The Electronic Library

ISSN: 0264-0473

Article publication date: 1 April 2004

55

Citation

Blake, M. (2004), "Europe", The Electronic Library, Vol. 22 No. 2. https://doi.org/10.1108/el.2004.26322bab.001

Publisher

:

Emerald Group Publishing Limited

Copyright © 2004, Emerald Group Publishing Limited


Europe

Europe

IT Spending in Europe

Spending on application software – such as ERP and call centre applications – tops the 2004 buying list for IT execs in Germany, France, the Netherlands, and the UK. But, according to a new report by Forrester Research B.V., most hardware categories face a sluggish year, and system integrators will have a hard time selling engagements to thrifty firms.

To uncover the most robust insight into the likely 2004 investment intentions of IT decision-makers in European user companies, Forrester conducted a survey of 490 executives located in France, Germany, the Netherlands and the UK.

“In 2004, IT spending will grow at a healthy rate in France and the UK but will remain flat – or even go negative – in Germany and the Netherlands,” said Forrester Senior Analyst Charles Homs. “ERP, content management, and Web services will benefit from higher spending, but the outsourcing boom spells trouble for IT consulting.

“The UK is Europe’s fastest-growing market for IT spending, with 6.5 per cent growth in 2003 and a planned 6.2 per cent in 2004. This will accelerate the IT outsourcing boom and enable large firms to make investments in new projects, without lifting the grey clouds hovering over consultants and systems integrators.
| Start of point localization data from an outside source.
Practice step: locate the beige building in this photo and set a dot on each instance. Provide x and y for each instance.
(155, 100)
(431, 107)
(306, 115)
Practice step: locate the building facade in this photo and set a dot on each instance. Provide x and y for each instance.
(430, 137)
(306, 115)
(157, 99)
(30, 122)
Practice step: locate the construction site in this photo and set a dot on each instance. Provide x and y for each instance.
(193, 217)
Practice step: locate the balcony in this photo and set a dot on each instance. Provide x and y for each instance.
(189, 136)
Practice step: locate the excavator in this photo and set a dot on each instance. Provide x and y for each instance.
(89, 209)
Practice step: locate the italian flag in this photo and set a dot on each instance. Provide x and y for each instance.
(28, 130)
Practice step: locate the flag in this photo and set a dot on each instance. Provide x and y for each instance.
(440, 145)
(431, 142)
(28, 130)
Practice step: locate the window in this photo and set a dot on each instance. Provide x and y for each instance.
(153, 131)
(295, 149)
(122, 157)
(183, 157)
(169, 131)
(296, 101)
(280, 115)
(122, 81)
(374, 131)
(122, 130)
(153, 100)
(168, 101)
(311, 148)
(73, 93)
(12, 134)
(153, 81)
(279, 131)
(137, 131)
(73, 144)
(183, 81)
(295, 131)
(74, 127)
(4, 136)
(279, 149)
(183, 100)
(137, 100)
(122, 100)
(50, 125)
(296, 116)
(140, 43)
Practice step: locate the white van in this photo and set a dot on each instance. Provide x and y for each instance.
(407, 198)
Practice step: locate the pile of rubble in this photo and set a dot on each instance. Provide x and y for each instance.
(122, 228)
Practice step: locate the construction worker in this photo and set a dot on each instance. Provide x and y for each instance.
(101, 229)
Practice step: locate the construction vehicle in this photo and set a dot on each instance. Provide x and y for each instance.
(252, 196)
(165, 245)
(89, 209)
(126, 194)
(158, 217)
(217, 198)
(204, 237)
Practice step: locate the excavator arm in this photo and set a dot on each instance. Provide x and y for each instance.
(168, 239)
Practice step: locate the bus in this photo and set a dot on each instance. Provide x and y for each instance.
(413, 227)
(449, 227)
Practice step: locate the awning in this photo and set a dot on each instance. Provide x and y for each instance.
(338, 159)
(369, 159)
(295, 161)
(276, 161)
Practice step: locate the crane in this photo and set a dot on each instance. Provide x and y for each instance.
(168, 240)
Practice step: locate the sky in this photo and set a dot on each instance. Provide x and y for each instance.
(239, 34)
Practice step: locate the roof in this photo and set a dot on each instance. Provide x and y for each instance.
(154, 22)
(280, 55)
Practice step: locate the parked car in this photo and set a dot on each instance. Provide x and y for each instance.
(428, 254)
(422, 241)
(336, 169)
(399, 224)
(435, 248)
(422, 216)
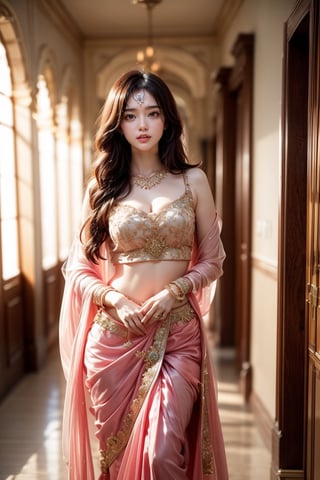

French firms plan to buy ERP and supply chain apps. Expectations of 3.6 per cent growth in 2004 feed into 62 per cent of French firms increasing their spending on application software – the highest increase of any technology category. ERP vendors and supply chain apps vendors will benefit most from this increase: 48 per cent of French firms will upgrade or pilot ERP software, and 44 per cent will do the same with supply chain apps.”

Forrester’s survey found that negative growth will continue to dog the German market. IT spending contracted 4 per cent in 2003, and a 1 per cent reduction looks likely in 2004. To cut costs, all sizes of firms – from those with 500 employees to those with more than 5,000 employees – expect to spend more on outsourcing, but less on consultants and integrators. And in the Netherlands, large firms will drag down IT spend. Despite positive signs of IT investment from firms with fewer than 5,000 employees, larger Dutch firms will drag IT spending growth in 2004 down to a minute 0.3 per cent. But this won’t stop IT directors from testing out emerging technologies like Web services, Linux and wireless LANs.